Eine Verständigung der weiteren Hauptmieter des Hauses Edeltraud H***, Hildegard und Ferdinand H*** sowie Johannes und Waltraud W*** im Sinne des § 37 Abs 3 Z 2 MRG habe

unterbleiben können, weil sie Kenntnis vom Verfahren hatten oder selbst bereits eine Mietzinsherabsetzung verlangt hätten. Das Rekursgericht änderte infolge des nur von der Mieterin erhobenen Rekurses gegen diesen Sachbeschluß die Entscheidung dahin ab, daß es feststellte, daß es sich bei dem Mietobjekt um eine Wohnung der Ausstattungskategorie D handelt, wofür der höchstzulässige Hauptmietzins einschließlich Umsatzsteuer monatlich S 296,32 beträgt, und daß vom 10. Juli 1985 bis zum 15. Jänner 1986 (Tag der Antragstellung) auf Grund der überhöhten Hauptmietzinsforderungen das zulässige Zinsausmaß um insgesamt S 9.722,08 überschritten wurde. Es verpflichtete den Vermieter, der Mieterin diesen Betrag samt 4 % Zinsen seit dem 15. Jänner 1986 zurückzuzahlen. Das Rekursgericht gab der Mieterin recht, daß das Bestandobjekt nur der Ausstattungskategorie D nach § 16 Abs 2 Z 4 MRG zuzuordnen sei, weil das Badezimmer mit dem Klosett von einer anderen Mietpartei mitbenützt wurde und nur über den Gang zu erreichen sei. Das mitbenützte Klosett liege nicht im Inneren der Wohnung. Das Vorhandensein des gleichfalls nur gemeinsam mit einem anderen Mieter zu benützenden Baderaumes wiege das Fehlen des Klosetts im Inneren der Wohnung nicht auf (§ 16 Abs 3 MRG). Der Antrag der Mieterin habe sich aber nur auf den Zeitraum vom Beginn des Mietverhältnisses am 10. Juli 1985 bis zum Tag der Antragstellung am 15. Jänner 1986 beschränkt und sei in der Folge nicht ausgedehnt worden. Es habe daher bei der Vergleichung der in diesem Zeitraum von der Mieterin geleisteten Zahlungen an Hauptmietzins von S 11.500,-- und dem zulässigen Hauptmietzins für sechs Monate von S 1.777,92 (S 296,32 x 6) zu bleiben, woraus sich der Anspruch der antragstellenden Mieterin auf Rückforderung von S 9.722,08 ergebe.

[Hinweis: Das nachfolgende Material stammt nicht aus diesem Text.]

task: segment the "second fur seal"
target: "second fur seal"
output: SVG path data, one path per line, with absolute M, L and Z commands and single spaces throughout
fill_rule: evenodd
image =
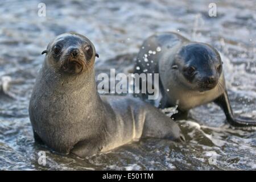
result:
M 218 52 L 210 45 L 191 42 L 176 33 L 163 32 L 143 42 L 135 72 L 159 74 L 162 99 L 159 107 L 177 105 L 179 112 L 172 116 L 175 119 L 185 118 L 189 109 L 213 101 L 222 109 L 230 125 L 256 126 L 250 118 L 234 117 L 222 64 Z
M 42 53 L 29 106 L 36 140 L 82 158 L 143 137 L 184 140 L 177 125 L 154 106 L 100 96 L 94 71 L 98 55 L 86 37 L 61 34 Z

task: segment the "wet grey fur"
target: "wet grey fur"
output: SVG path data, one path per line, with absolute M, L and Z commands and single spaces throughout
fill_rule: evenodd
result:
M 188 46 L 193 47 L 193 51 L 185 49 Z M 160 51 L 157 51 L 158 47 Z M 152 51 L 155 53 L 152 53 Z M 185 60 L 184 55 L 189 53 L 193 56 L 187 56 L 189 60 Z M 192 62 L 198 68 L 196 76 L 199 79 L 196 83 L 190 83 L 182 73 L 184 66 Z M 155 102 L 151 104 L 160 108 L 177 105 L 179 113 L 172 117 L 175 119 L 185 119 L 189 109 L 213 101 L 222 109 L 232 125 L 256 126 L 256 122 L 250 118 L 234 117 L 222 68 L 218 72 L 216 69 L 221 63 L 218 52 L 210 45 L 191 42 L 178 34 L 167 32 L 156 34 L 144 41 L 137 56 L 134 72 L 159 74 L 159 89 L 162 98 L 160 105 L 157 105 Z M 208 74 L 215 77 L 217 85 L 211 89 L 200 91 L 196 84 L 200 83 L 200 79 Z M 147 97 L 144 95 L 142 98 L 146 100 Z
M 48 64 L 56 41 L 49 44 L 29 106 L 36 140 L 57 152 L 84 158 L 141 138 L 183 139 L 177 125 L 158 109 L 134 98 L 100 96 L 94 80 L 93 44 L 77 34 L 57 38 L 65 40 L 71 36 L 92 47 L 93 56 L 85 60 L 92 61 L 92 66 L 76 76 L 59 72 Z M 68 42 L 65 43 L 68 48 Z

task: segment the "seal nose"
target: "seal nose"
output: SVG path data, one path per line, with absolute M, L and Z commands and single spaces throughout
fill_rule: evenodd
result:
M 76 56 L 77 56 L 77 55 L 79 53 L 79 50 L 78 48 L 74 48 L 71 49 L 71 54 L 73 56 L 73 57 L 76 57 Z
M 205 78 L 205 83 L 208 85 L 214 85 L 216 82 L 216 78 L 214 76 L 208 76 Z

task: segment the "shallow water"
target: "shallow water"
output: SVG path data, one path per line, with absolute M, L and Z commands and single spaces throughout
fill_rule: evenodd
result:
M 44 2 L 46 17 L 38 16 L 40 1 L 0 1 L 0 169 L 256 169 L 255 129 L 230 127 L 213 104 L 179 122 L 185 144 L 144 139 L 85 159 L 35 144 L 27 110 L 40 53 L 56 35 L 76 31 L 88 37 L 100 54 L 98 73 L 127 71 L 132 59 L 113 58 L 136 53 L 155 32 L 174 31 L 220 52 L 234 113 L 256 120 L 255 1 L 216 1 L 216 18 L 208 16 L 207 1 Z M 45 166 L 38 163 L 39 151 L 46 152 Z

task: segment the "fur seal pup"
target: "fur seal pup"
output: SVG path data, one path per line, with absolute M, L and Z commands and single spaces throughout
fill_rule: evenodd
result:
M 29 106 L 36 140 L 84 158 L 142 137 L 184 140 L 177 125 L 157 108 L 134 98 L 100 96 L 98 55 L 86 37 L 61 34 L 42 53 Z
M 163 32 L 143 42 L 134 72 L 159 74 L 163 97 L 159 107 L 177 105 L 179 112 L 172 116 L 175 119 L 185 118 L 189 109 L 213 101 L 222 109 L 230 125 L 256 126 L 256 122 L 248 118 L 234 117 L 222 64 L 218 52 L 210 45 Z

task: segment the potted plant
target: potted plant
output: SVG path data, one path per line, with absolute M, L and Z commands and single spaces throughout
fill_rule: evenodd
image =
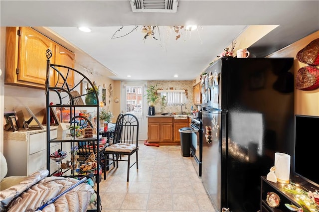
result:
M 113 114 L 111 111 L 105 109 L 104 107 L 100 108 L 100 120 L 104 120 L 108 123 L 110 123 L 111 119 L 113 117 Z
M 69 127 L 70 129 L 70 132 L 71 132 L 71 136 L 72 137 L 76 136 L 80 137 L 81 135 L 82 128 L 81 126 L 75 124 L 71 124 Z
M 149 115 L 155 115 L 155 104 L 160 98 L 158 95 L 157 85 L 150 85 L 146 90 L 148 104 L 149 104 Z
M 98 100 L 95 94 L 95 91 L 97 93 L 98 95 L 100 94 L 100 91 L 99 91 L 99 86 L 94 86 L 92 88 L 87 88 L 85 89 L 86 90 L 86 95 L 85 95 L 85 104 L 86 105 L 97 105 Z
M 160 111 L 163 112 L 167 106 L 167 102 L 166 101 L 166 96 L 163 96 L 160 98 Z

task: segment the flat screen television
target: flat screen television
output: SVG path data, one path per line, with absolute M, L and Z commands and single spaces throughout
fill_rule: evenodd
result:
M 319 116 L 295 116 L 294 172 L 319 187 Z

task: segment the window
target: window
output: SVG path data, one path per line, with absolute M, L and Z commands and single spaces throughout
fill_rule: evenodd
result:
M 166 96 L 167 106 L 176 106 L 185 103 L 186 95 L 185 90 L 159 90 L 158 93 L 160 93 L 160 97 Z
M 135 87 L 127 87 L 126 93 L 135 94 Z
M 142 112 L 143 87 L 126 86 L 125 112 L 132 113 Z

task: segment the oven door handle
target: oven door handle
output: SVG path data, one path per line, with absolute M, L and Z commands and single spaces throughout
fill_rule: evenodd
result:
M 198 132 L 198 131 L 199 131 L 199 129 L 198 129 L 195 125 L 192 124 L 190 124 L 190 128 L 192 128 L 192 130 L 193 130 L 194 132 Z

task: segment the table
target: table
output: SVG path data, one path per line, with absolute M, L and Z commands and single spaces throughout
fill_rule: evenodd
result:
M 108 129 L 106 131 L 104 131 L 103 129 L 100 130 L 100 134 L 103 137 L 106 137 L 107 138 L 106 142 L 108 143 L 110 143 L 110 139 L 114 137 L 115 132 L 115 123 L 108 123 Z

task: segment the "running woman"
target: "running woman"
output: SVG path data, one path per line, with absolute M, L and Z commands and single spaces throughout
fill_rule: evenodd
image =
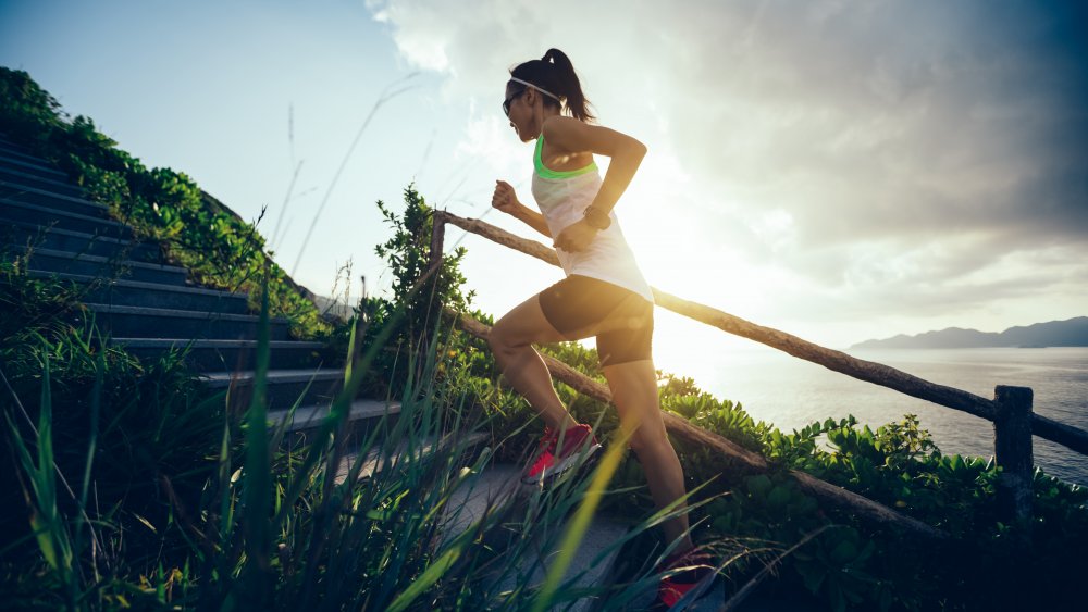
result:
M 684 495 L 683 469 L 665 433 L 651 354 L 654 293 L 635 263 L 613 210 L 646 147 L 594 125 L 589 101 L 570 60 L 548 49 L 510 71 L 503 111 L 522 142 L 536 140 L 532 192 L 541 212 L 522 204 L 514 188 L 496 180 L 492 205 L 553 239 L 566 277 L 498 320 L 489 344 L 519 394 L 545 423 L 539 451 L 522 474 L 535 484 L 583 461 L 601 448 L 589 425 L 570 415 L 533 344 L 596 337 L 601 369 L 630 446 L 646 473 L 658 508 Z M 604 179 L 593 154 L 610 158 Z M 705 563 L 688 534 L 685 515 L 664 524 L 668 541 L 680 540 L 669 567 Z M 672 605 L 701 583 L 702 566 L 667 578 L 658 605 Z

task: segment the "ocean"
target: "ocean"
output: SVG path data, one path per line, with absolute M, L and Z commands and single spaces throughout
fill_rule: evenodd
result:
M 853 350 L 853 357 L 902 370 L 931 383 L 993 398 L 997 385 L 1031 387 L 1033 410 L 1061 423 L 1088 429 L 1088 348 L 987 348 L 941 350 Z M 718 398 L 740 402 L 755 421 L 792 433 L 815 421 L 853 414 L 858 427 L 916 414 L 944 454 L 993 454 L 993 424 L 832 372 L 761 345 L 716 355 L 701 371 L 685 371 L 696 385 Z M 825 448 L 827 445 L 824 445 Z M 1088 457 L 1038 436 L 1035 464 L 1046 474 L 1088 486 Z

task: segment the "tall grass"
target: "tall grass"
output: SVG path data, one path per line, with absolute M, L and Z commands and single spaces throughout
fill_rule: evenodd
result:
M 58 497 L 69 494 L 57 482 L 55 383 L 49 351 L 42 351 L 36 432 L 24 435 L 5 411 L 18 474 L 27 483 L 32 537 L 48 567 L 49 582 L 41 584 L 51 590 L 30 604 L 51 602 L 70 610 L 545 610 L 583 600 L 598 610 L 625 610 L 639 589 L 656 585 L 648 571 L 634 585 L 586 585 L 585 570 L 569 571 L 568 551 L 582 538 L 597 501 L 608 495 L 622 439 L 593 471 L 548 488 L 512 483 L 512 495 L 463 524 L 458 500 L 484 486 L 493 450 L 505 440 L 478 435 L 489 417 L 467 407 L 463 396 L 456 397 L 436 388 L 436 355 L 444 353 L 435 349 L 453 333 L 441 320 L 428 335 L 428 350 L 409 352 L 404 364 L 409 375 L 398 415 L 386 415 L 364 434 L 353 432 L 348 423 L 351 400 L 388 340 L 394 319 L 361 350 L 353 330 L 350 351 L 361 354 L 348 355 L 346 380 L 329 415 L 300 454 L 282 448 L 286 421 L 275 428 L 268 424 L 269 314 L 267 292 L 262 296 L 256 392 L 240 423 L 232 422 L 230 411 L 222 412 L 223 422 L 215 427 L 219 451 L 196 507 L 175 495 L 169 477 L 162 480 L 172 500 L 170 520 L 187 546 L 165 548 L 150 572 L 122 563 L 99 567 L 94 560 L 102 548 L 123 555 L 126 546 L 120 525 L 88 498 L 102 476 L 92 465 L 95 427 L 79 495 L 70 495 L 75 511 L 59 510 Z M 97 366 L 106 369 L 101 357 Z M 99 370 L 92 390 L 92 422 L 103 400 L 102 375 Z M 10 397 L 17 400 L 14 391 Z M 678 512 L 673 507 L 646 519 L 597 551 L 595 562 Z M 91 538 L 88 546 L 84 532 L 92 526 L 106 541 Z M 156 534 L 162 529 L 147 526 Z M 543 582 L 534 571 L 542 548 L 564 551 Z

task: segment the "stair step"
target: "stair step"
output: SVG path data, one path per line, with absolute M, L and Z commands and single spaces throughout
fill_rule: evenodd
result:
M 164 308 L 174 310 L 195 310 L 219 312 L 224 314 L 251 314 L 246 293 L 231 293 L 203 287 L 178 287 L 160 285 L 158 283 L 140 283 L 139 280 L 113 279 L 107 280 L 98 276 L 85 274 L 64 274 L 29 270 L 30 276 L 55 276 L 62 280 L 72 280 L 90 286 L 101 280 L 98 287 L 88 287 L 82 296 L 84 302 L 97 302 L 113 305 L 141 305 L 148 308 Z
M 231 403 L 248 405 L 256 372 L 215 372 L 201 375 L 212 389 L 231 389 Z M 269 411 L 301 404 L 331 403 L 344 384 L 343 370 L 269 370 L 265 379 Z M 300 399 L 301 398 L 301 399 Z
M 3 245 L 2 250 L 25 252 L 21 245 Z M 29 270 L 45 272 L 65 272 L 69 274 L 88 274 L 95 276 L 122 277 L 146 283 L 164 285 L 185 285 L 186 268 L 175 265 L 162 265 L 139 261 L 111 261 L 98 255 L 83 255 L 52 249 L 34 249 L 30 251 Z
M 251 340 L 257 337 L 260 316 L 255 314 L 225 314 L 207 311 L 86 303 L 95 312 L 95 323 L 103 334 L 126 338 L 154 338 L 159 336 L 207 338 L 222 340 Z M 269 339 L 287 339 L 287 320 L 282 316 L 269 321 Z
M 281 447 L 285 449 L 301 450 L 317 435 L 324 420 L 331 412 L 332 402 L 322 402 L 309 405 L 299 405 L 295 411 L 294 419 L 287 423 Z M 270 427 L 277 427 L 287 420 L 289 407 L 270 410 L 268 413 Z M 373 434 L 376 426 L 386 428 L 393 427 L 400 415 L 400 402 L 375 399 L 357 399 L 351 402 L 345 422 L 345 432 L 348 445 L 356 445 L 368 439 Z
M 300 405 L 295 411 L 294 417 L 287 425 L 287 432 L 304 432 L 317 429 L 321 422 L 329 416 L 331 404 Z M 287 420 L 289 408 L 281 410 L 270 410 L 269 421 L 272 425 L 279 425 Z M 347 419 L 349 422 L 367 421 L 378 419 L 386 414 L 394 415 L 400 412 L 400 402 L 385 402 L 383 400 L 357 399 L 351 402 L 351 409 Z
M 12 180 L 0 179 L 0 198 L 10 202 L 35 204 L 90 217 L 110 218 L 110 207 L 106 204 Z
M 187 338 L 120 338 L 110 339 L 141 360 L 153 360 L 171 349 L 188 347 L 185 361 L 203 372 L 234 372 L 257 366 L 257 340 L 193 340 Z M 324 345 L 308 341 L 269 342 L 269 366 L 312 367 L 321 361 Z
M 489 440 L 491 440 L 491 435 L 484 434 L 482 432 L 469 434 L 468 436 L 463 436 L 463 439 L 456 441 L 449 436 L 446 436 L 445 438 L 438 440 L 437 442 L 435 442 L 434 440 L 424 441 L 422 445 L 420 445 L 420 447 L 416 449 L 416 457 L 418 459 L 425 454 L 430 454 L 436 449 L 445 448 L 450 444 L 461 444 L 465 446 L 465 448 L 471 448 Z M 366 457 L 362 458 L 363 464 L 362 467 L 359 470 L 359 479 L 373 476 L 376 472 L 390 467 L 391 463 L 395 464 L 395 462 L 403 459 L 403 457 L 406 455 L 407 452 L 408 452 L 408 445 L 406 442 L 399 442 L 397 447 L 393 449 L 392 460 L 387 457 L 384 457 L 382 449 L 380 448 L 370 449 L 367 452 Z M 347 479 L 348 474 L 351 471 L 351 464 L 355 463 L 355 461 L 359 458 L 359 455 L 360 455 L 359 451 L 354 450 L 346 452 L 344 457 L 341 458 L 339 463 L 336 464 L 336 476 L 333 478 L 333 482 L 335 484 L 339 485 Z
M 0 165 L 25 172 L 32 176 L 40 176 L 41 178 L 51 178 L 53 180 L 69 179 L 67 175 L 63 172 L 46 165 L 47 162 L 45 160 L 32 161 L 27 160 L 26 155 L 16 157 L 12 152 L 0 151 Z
M 35 155 L 28 148 L 23 147 L 22 145 L 15 145 L 10 140 L 0 140 L 0 154 L 41 164 L 46 167 L 50 166 L 49 162 L 44 160 L 41 155 Z
M 108 236 L 95 236 L 59 227 L 42 227 L 22 221 L 5 223 L 0 227 L 0 232 L 2 232 L 0 242 L 9 245 L 30 243 L 41 249 L 104 258 L 119 257 L 125 249 L 128 249 L 125 259 L 147 263 L 158 263 L 162 259 L 158 245 L 119 240 Z
M 443 511 L 443 526 L 440 536 L 442 540 L 448 541 L 462 534 L 472 523 L 481 520 L 485 512 L 494 511 L 497 507 L 516 504 L 511 515 L 524 516 L 528 513 L 528 504 L 541 503 L 535 500 L 535 496 L 539 495 L 536 486 L 521 484 L 521 465 L 509 463 L 490 464 L 455 490 Z M 567 524 L 552 524 L 548 528 L 531 532 L 531 537 L 535 540 L 534 546 L 529 547 L 526 550 L 527 554 L 518 559 L 521 565 L 510 567 L 505 575 L 494 576 L 493 579 L 499 584 L 496 588 L 497 592 L 516 588 L 519 576 L 528 576 L 529 585 L 540 586 L 543 584 L 548 569 L 558 555 L 559 545 L 569 524 L 569 519 L 564 523 Z M 585 572 L 579 582 L 579 586 L 583 587 L 598 585 L 607 580 L 622 547 L 614 548 L 599 561 L 596 558 L 602 551 L 622 538 L 629 528 L 627 523 L 619 520 L 601 514 L 595 515 L 582 539 L 578 542 L 566 575 L 571 576 Z M 483 537 L 485 541 L 496 540 L 491 541 L 490 545 L 499 550 L 505 549 L 509 542 L 506 539 L 509 536 L 505 534 L 495 534 L 491 537 L 485 534 Z M 507 570 L 507 567 L 502 567 L 502 570 Z M 631 609 L 644 610 L 653 603 L 656 585 L 647 592 L 640 595 L 643 596 L 642 601 L 640 601 L 641 605 L 632 605 Z M 719 599 L 718 603 L 720 601 Z M 582 599 L 574 602 L 571 609 L 593 610 L 598 603 Z M 706 610 L 706 608 L 698 608 L 698 610 Z M 716 610 L 716 608 L 709 608 L 709 610 Z
M 46 189 L 54 193 L 63 193 L 65 196 L 74 196 L 76 198 L 84 198 L 86 196 L 83 187 L 74 185 L 67 179 L 61 180 L 59 178 L 35 176 L 23 172 L 17 166 L 0 164 L 0 180 L 29 185 L 30 187 L 37 187 L 38 189 Z
M 51 209 L 0 197 L 0 223 L 3 222 L 33 223 L 84 234 L 110 236 L 119 240 L 133 238 L 132 227 L 110 218 L 88 216 L 70 210 Z

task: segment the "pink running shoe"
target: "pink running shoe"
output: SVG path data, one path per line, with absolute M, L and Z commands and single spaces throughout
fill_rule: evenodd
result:
M 558 476 L 567 470 L 580 465 L 599 448 L 601 445 L 589 425 L 578 425 L 567 429 L 561 442 L 557 432 L 545 427 L 536 457 L 521 473 L 521 482 L 526 485 L 535 485 L 544 478 Z
M 662 579 L 657 589 L 657 600 L 650 608 L 651 612 L 671 610 L 689 591 L 696 589 L 702 591 L 709 587 L 716 576 L 713 563 L 713 558 L 698 549 L 670 554 L 662 563 L 665 570 L 679 567 L 688 570 Z M 703 595 L 695 594 L 692 597 L 698 598 Z

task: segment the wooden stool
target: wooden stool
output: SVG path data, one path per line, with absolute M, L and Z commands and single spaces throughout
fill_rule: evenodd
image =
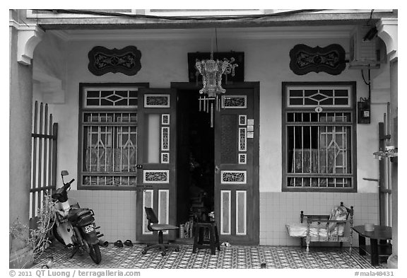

Mit dem rechtzeitig zu Protokoll gegebenen Revisionsrekurs bekämpft der Vermieter den abändernden Teil des Sachbeschlusses des Rekursgerichtes mit dem erkennbaren Ziel, daß die erstrichterliche Feststellung wieder hergestellt werde, es handle sich um eine Wohnung der Ausstattungskategorie C. Es sei eine freundliche sonnige Wohnung, die Wohnküche sei möbliert und mit einem Durchlauferhitzer ausgestattet. Das zur Wohnung gehörige Klosett habe nur von hauseigenen Personen benützt und gegen die Benützung durch Fremde versperrt werden können. Zu Unrecht sei auch der Zeitraum vom 16. Jänner 1986 bis 30. Juni 1986 nicht in die Berechnung einbezogen.

Rechtliche Beurteilung

Der Revisionsrekurs ist wirksam erhoben und nach der abschließenden Regelung des § 37 Abs 3 Z 18 MRG, wodurch auch die Rechtsmittelbeschränkung nach § 528 Abs 1 Z 5 ZPO nicht anzuwenden ist, gegen den abändernden Teil des Beschlusses der zweiten Instanz zulässig.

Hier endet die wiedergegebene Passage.